Rolling his eyes, Jackdoll tutted.  “Gowan.”

·        Rabbit, (Winnie the Pooh), a character from the fictional world of Winnie the Pooh

·        Rabbit, a Volkswagen car sold in North America, known elsewhere at the Volkswagen Golf

·        Rabbit, in cricket terminology, one of the last few batsmen especially incompetent at batting

·        Rabbit, in Cockney rhyming slang, to talk incessantly, from “rabbit and pork” = “talk”

·        Rabbit (song), a song by cockney duo, Chas and Dave

·        Rabbit vibrator, a type of sex toy

At this Jackdoll’s plastic eyebrows rose and he grinned.

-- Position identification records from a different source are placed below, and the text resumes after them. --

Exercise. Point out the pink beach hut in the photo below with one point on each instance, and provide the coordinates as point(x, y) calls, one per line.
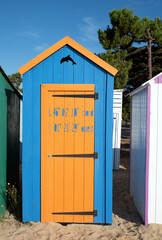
point(146, 150)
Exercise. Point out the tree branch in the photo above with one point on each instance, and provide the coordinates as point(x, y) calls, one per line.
point(136, 51)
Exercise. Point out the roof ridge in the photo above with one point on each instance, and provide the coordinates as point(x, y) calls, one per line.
point(67, 41)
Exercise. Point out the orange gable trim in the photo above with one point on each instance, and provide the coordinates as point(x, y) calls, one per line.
point(67, 41)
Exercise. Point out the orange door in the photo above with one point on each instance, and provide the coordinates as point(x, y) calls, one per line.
point(67, 152)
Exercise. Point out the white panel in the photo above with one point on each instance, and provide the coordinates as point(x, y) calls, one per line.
point(138, 149)
point(159, 157)
point(117, 118)
point(152, 155)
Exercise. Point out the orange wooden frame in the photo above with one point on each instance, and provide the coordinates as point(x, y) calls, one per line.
point(68, 41)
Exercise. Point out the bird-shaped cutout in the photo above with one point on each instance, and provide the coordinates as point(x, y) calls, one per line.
point(66, 59)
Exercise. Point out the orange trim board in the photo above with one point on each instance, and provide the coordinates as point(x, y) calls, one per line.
point(67, 41)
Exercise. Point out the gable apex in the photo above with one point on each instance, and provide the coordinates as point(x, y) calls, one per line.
point(68, 41)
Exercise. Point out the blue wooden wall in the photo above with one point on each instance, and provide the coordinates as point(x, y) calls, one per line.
point(51, 71)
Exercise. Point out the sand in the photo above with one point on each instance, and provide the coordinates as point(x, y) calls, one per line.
point(127, 223)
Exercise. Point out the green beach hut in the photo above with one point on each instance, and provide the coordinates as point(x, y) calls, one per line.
point(9, 136)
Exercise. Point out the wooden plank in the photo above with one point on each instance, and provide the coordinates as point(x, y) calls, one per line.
point(58, 148)
point(89, 162)
point(69, 163)
point(35, 171)
point(71, 176)
point(100, 168)
point(80, 162)
point(109, 131)
point(27, 188)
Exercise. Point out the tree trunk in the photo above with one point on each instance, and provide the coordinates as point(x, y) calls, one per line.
point(149, 54)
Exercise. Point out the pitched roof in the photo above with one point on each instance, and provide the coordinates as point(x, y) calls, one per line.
point(68, 41)
point(19, 94)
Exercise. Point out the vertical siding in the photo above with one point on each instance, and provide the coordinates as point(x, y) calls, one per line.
point(109, 152)
point(3, 142)
point(138, 150)
point(117, 118)
point(27, 183)
point(99, 180)
point(51, 71)
point(155, 156)
point(159, 157)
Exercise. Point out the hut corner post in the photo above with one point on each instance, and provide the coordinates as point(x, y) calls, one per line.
point(147, 154)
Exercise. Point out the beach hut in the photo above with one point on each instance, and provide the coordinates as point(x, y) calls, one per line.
point(146, 150)
point(117, 121)
point(9, 137)
point(67, 136)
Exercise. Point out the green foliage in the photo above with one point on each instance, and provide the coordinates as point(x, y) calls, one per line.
point(16, 79)
point(123, 66)
point(125, 42)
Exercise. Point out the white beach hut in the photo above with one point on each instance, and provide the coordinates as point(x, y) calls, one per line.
point(146, 150)
point(117, 118)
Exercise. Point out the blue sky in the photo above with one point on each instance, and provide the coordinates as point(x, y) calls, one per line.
point(29, 27)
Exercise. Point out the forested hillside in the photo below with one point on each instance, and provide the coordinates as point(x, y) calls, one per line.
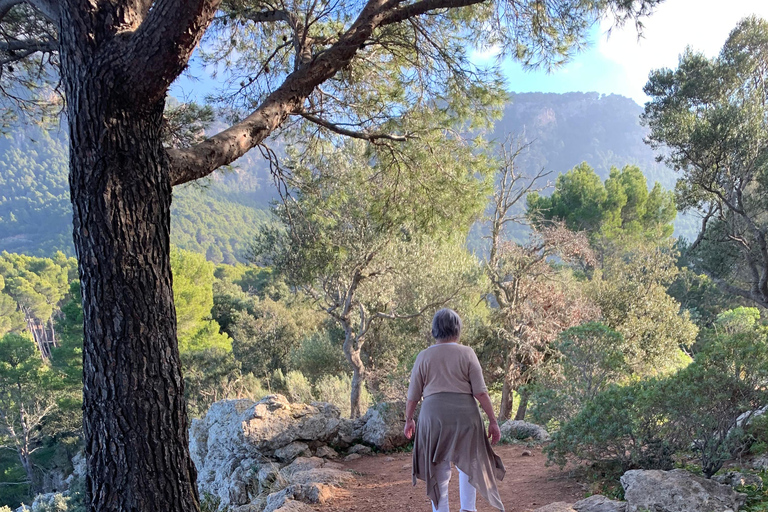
point(217, 218)
point(224, 214)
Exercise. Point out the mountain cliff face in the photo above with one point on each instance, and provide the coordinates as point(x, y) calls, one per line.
point(220, 216)
point(566, 129)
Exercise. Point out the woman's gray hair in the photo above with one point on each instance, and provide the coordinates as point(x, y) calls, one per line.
point(446, 324)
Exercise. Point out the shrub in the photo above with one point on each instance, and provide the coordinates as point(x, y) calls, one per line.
point(337, 390)
point(619, 426)
point(588, 358)
point(704, 408)
point(297, 387)
point(318, 356)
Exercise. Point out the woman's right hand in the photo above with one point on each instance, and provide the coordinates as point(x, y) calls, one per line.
point(410, 428)
point(494, 433)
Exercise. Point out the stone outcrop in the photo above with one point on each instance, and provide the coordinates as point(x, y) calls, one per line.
point(598, 503)
point(383, 424)
point(559, 506)
point(737, 479)
point(516, 429)
point(245, 451)
point(677, 491)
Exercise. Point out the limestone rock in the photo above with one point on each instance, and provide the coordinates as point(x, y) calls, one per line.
point(309, 470)
point(290, 451)
point(360, 448)
point(383, 426)
point(559, 506)
point(327, 452)
point(736, 479)
point(305, 493)
point(237, 437)
point(268, 476)
point(677, 491)
point(516, 429)
point(598, 503)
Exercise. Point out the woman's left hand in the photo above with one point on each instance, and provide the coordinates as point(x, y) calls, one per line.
point(410, 428)
point(494, 433)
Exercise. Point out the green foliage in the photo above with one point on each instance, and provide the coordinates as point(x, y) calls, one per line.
point(711, 119)
point(631, 291)
point(621, 207)
point(298, 387)
point(319, 355)
point(621, 427)
point(702, 408)
point(588, 358)
point(335, 389)
point(193, 298)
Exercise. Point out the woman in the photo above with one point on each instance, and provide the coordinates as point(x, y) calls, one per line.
point(448, 376)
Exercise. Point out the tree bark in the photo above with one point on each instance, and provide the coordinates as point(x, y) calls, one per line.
point(352, 354)
point(507, 400)
point(134, 414)
point(522, 407)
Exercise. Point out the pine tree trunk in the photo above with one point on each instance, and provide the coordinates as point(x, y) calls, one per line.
point(134, 414)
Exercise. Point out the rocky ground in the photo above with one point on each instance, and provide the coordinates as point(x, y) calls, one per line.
point(383, 484)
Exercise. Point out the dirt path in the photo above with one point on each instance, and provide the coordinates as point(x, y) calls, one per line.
point(383, 484)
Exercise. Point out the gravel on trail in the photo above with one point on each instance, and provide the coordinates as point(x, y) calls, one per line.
point(383, 484)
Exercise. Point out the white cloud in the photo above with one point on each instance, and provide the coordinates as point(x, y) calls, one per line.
point(701, 24)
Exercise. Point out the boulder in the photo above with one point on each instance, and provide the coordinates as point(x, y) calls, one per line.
point(305, 493)
point(289, 452)
point(736, 479)
point(360, 448)
point(268, 475)
point(598, 503)
point(760, 462)
point(516, 429)
point(383, 426)
point(234, 440)
point(326, 452)
point(308, 470)
point(677, 491)
point(559, 506)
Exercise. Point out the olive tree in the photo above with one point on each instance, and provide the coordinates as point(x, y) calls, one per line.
point(326, 66)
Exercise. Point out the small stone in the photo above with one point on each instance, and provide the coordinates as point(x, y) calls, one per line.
point(559, 506)
point(326, 452)
point(291, 451)
point(360, 448)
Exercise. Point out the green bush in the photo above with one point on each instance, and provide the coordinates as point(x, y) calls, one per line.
point(620, 426)
point(337, 390)
point(705, 409)
point(587, 359)
point(298, 387)
point(318, 355)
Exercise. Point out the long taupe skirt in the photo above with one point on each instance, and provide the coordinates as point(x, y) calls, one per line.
point(450, 428)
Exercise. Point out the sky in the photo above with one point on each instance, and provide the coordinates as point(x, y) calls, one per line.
point(615, 63)
point(619, 63)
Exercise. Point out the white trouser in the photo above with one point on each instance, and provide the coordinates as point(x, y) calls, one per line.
point(467, 493)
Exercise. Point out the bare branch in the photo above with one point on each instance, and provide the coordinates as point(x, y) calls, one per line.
point(369, 136)
point(234, 142)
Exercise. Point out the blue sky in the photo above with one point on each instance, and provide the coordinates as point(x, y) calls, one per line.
point(618, 63)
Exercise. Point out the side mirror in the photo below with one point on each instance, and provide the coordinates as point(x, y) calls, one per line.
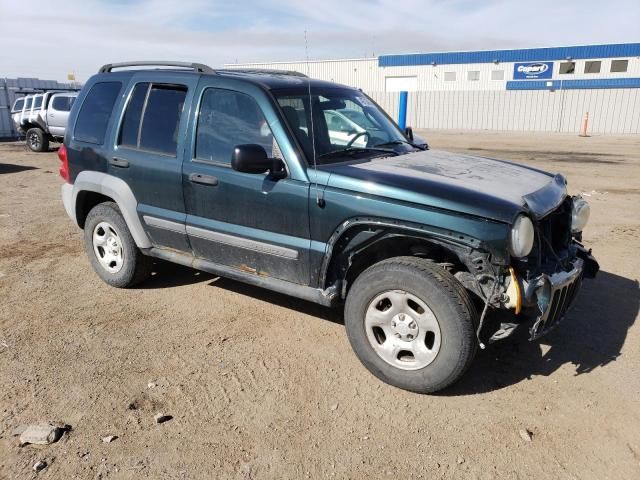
point(408, 132)
point(252, 158)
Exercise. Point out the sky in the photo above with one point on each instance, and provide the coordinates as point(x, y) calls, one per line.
point(50, 39)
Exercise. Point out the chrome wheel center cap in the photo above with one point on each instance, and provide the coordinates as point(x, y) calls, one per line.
point(404, 327)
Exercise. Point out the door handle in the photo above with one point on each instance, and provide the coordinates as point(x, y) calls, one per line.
point(203, 179)
point(118, 162)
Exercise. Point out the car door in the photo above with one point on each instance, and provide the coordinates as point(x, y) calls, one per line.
point(255, 223)
point(342, 131)
point(58, 113)
point(148, 152)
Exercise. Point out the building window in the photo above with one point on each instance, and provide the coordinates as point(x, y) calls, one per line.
point(567, 68)
point(619, 66)
point(228, 119)
point(592, 66)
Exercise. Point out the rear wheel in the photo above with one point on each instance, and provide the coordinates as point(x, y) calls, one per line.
point(111, 249)
point(37, 141)
point(411, 323)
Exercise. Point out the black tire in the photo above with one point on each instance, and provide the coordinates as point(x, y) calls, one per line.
point(446, 298)
point(135, 266)
point(37, 141)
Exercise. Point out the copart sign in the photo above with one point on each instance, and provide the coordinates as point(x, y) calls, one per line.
point(532, 70)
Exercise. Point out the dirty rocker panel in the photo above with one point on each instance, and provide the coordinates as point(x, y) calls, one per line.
point(241, 242)
point(326, 297)
point(164, 224)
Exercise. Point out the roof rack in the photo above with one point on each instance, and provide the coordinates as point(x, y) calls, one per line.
point(196, 67)
point(258, 71)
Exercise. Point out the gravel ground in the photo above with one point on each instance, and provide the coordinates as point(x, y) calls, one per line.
point(260, 385)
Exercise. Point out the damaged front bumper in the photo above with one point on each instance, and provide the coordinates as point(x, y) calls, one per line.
point(546, 298)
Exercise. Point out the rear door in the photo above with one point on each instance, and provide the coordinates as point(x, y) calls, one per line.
point(255, 223)
point(149, 151)
point(58, 113)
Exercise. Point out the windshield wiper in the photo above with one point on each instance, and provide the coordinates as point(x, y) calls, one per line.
point(398, 142)
point(352, 150)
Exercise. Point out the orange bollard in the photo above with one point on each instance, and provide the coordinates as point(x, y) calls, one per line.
point(585, 125)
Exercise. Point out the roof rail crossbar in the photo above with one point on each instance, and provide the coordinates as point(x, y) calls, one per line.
point(196, 67)
point(268, 71)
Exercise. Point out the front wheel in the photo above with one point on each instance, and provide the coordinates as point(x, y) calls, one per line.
point(411, 323)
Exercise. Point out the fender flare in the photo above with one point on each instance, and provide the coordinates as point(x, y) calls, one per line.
point(119, 191)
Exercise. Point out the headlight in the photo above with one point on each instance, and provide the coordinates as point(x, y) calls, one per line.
point(579, 214)
point(522, 235)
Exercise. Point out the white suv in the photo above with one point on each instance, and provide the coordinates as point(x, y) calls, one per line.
point(43, 117)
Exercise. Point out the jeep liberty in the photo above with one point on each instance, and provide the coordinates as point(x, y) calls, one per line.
point(308, 188)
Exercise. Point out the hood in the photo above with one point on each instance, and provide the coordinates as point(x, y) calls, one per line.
point(479, 186)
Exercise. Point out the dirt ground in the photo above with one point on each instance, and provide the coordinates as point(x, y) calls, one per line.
point(264, 386)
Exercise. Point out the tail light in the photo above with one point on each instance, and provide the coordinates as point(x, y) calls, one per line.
point(64, 163)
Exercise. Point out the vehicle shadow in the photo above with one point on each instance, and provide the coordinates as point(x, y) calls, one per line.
point(11, 168)
point(591, 336)
point(169, 275)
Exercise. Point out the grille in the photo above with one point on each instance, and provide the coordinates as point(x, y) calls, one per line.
point(562, 299)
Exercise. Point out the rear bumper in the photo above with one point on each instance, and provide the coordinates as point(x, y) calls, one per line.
point(68, 201)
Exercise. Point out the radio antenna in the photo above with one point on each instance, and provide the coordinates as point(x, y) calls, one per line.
point(312, 130)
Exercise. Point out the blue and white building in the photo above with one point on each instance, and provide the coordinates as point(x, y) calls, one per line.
point(537, 89)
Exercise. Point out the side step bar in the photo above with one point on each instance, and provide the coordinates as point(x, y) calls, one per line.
point(328, 297)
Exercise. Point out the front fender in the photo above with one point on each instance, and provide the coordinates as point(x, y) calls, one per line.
point(466, 247)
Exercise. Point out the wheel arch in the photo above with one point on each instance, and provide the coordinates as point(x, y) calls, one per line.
point(92, 188)
point(359, 243)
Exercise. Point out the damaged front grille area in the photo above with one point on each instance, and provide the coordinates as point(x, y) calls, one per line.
point(555, 296)
point(553, 236)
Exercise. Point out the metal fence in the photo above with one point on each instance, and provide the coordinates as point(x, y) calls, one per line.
point(12, 88)
point(611, 111)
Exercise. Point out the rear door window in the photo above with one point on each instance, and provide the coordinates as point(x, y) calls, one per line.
point(228, 119)
point(17, 107)
point(152, 118)
point(93, 118)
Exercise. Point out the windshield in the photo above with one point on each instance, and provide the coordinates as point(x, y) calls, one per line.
point(346, 123)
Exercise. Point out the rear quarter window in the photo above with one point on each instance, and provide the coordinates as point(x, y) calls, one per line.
point(94, 115)
point(63, 103)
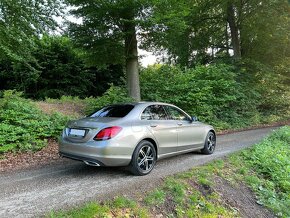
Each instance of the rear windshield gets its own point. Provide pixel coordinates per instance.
(113, 111)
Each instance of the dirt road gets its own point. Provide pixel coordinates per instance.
(35, 192)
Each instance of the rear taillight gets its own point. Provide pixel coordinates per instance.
(107, 133)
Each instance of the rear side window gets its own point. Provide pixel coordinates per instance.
(113, 111)
(176, 114)
(154, 112)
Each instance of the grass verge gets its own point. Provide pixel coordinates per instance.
(265, 168)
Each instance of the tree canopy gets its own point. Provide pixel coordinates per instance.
(21, 22)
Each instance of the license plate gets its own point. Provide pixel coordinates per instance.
(77, 132)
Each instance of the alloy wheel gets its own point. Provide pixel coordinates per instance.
(145, 158)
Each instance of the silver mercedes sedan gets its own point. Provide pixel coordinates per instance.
(135, 134)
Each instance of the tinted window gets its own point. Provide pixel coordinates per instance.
(176, 114)
(154, 112)
(113, 111)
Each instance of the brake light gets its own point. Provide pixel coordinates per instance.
(107, 133)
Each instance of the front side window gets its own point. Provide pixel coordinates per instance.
(176, 114)
(154, 112)
(114, 111)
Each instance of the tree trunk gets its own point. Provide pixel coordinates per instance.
(131, 55)
(231, 18)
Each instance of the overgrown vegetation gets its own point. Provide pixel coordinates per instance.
(264, 167)
(24, 126)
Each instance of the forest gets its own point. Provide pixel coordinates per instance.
(225, 61)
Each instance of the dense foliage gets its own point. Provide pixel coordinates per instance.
(22, 23)
(60, 70)
(266, 167)
(24, 126)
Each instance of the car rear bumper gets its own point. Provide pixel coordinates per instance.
(103, 153)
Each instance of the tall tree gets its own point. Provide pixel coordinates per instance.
(108, 32)
(23, 21)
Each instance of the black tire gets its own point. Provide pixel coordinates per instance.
(143, 159)
(209, 144)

·        Rabbit Model Checker, a tool for real-time systems

·        Rabbit Semiconductor, fabless manufacture of hight perfomance microcontrollers

·        Rabbit (telecommunications), early 90s Telepoint Phone Network

·        Rabbit (cipher), a Stream cipher

·        A Rabbit programme, a tyoe of malware also called Bacteria

·        Welsh rabbit, a dish of cheese sauce on toasted bread

·        Rabbet, a carpentry term pertaining to windows and doors

·        Rabbit (zodiac) a Chinese sign

·        Rabbit rabbit, a supersittious phrase said at the beginning of each

month

 

“Okay, I get the picture,” Jackdoll nodded, feeling exhausted already.

 

“Um, Jackdoll?  There are some different definitions,” Daniel said.  “A wabbit is an idea for a story usually used to refer to fanfic that gnaws at the brain or ankle until written.  A wabbit in this context is also known as a plot bunny, most of which are stored in a hutch, rather like the one Teal’cdoll has just built.”

 

By now Jackdoll’s googly eyes were glazed and he had a headache.

 

“Sometimes authors’ complain of writer’s block, even though they have a hutchfull of wabbits.  So having wabbits doesn’t necessarily mean they are let loose or contribute to general creativity.”

 

Blinking, Jackdoll could only imagine the likelihood of a military man called General Creativity.  Shaking his little plastic head he groaned.

 

“So what do we have in the backyard, rabbits or wabbits?” he asked totally confused.  “Y’know, I think there’s something screwy goin’ on around here.”

 

Dannydoll choked back his laughter.  Jackdoll was doing that Elmer Fudd thing again and Dannydoll loved him for it.

 

-o-

 

That night, Jackdoll was feeling very predatory.  Dannydoll was on his feet and laughing hysterically as Jackdoll stalked him around the bed.

 

Jackdoll held his tiny vinyl finger to his lips.  “Be vewwy, vewwy quiet.  I’m hunting wabbits!”

 

If Jackdoll could be Elmer Fudd, then Dannydoll could be Daffy Duck.  As Jackdoll made a grab for him, he fell on the bed still laughing.  “Oh dame fortune, slug me.  I’m rich!”

 

Embracing each other they kissed their little dolly kisses and sighed.  It didn’t matter whether they had rabbits or wabbits, either way they knew they had a story worth telling, and for Jackdoll, rabbit stew was off the menu.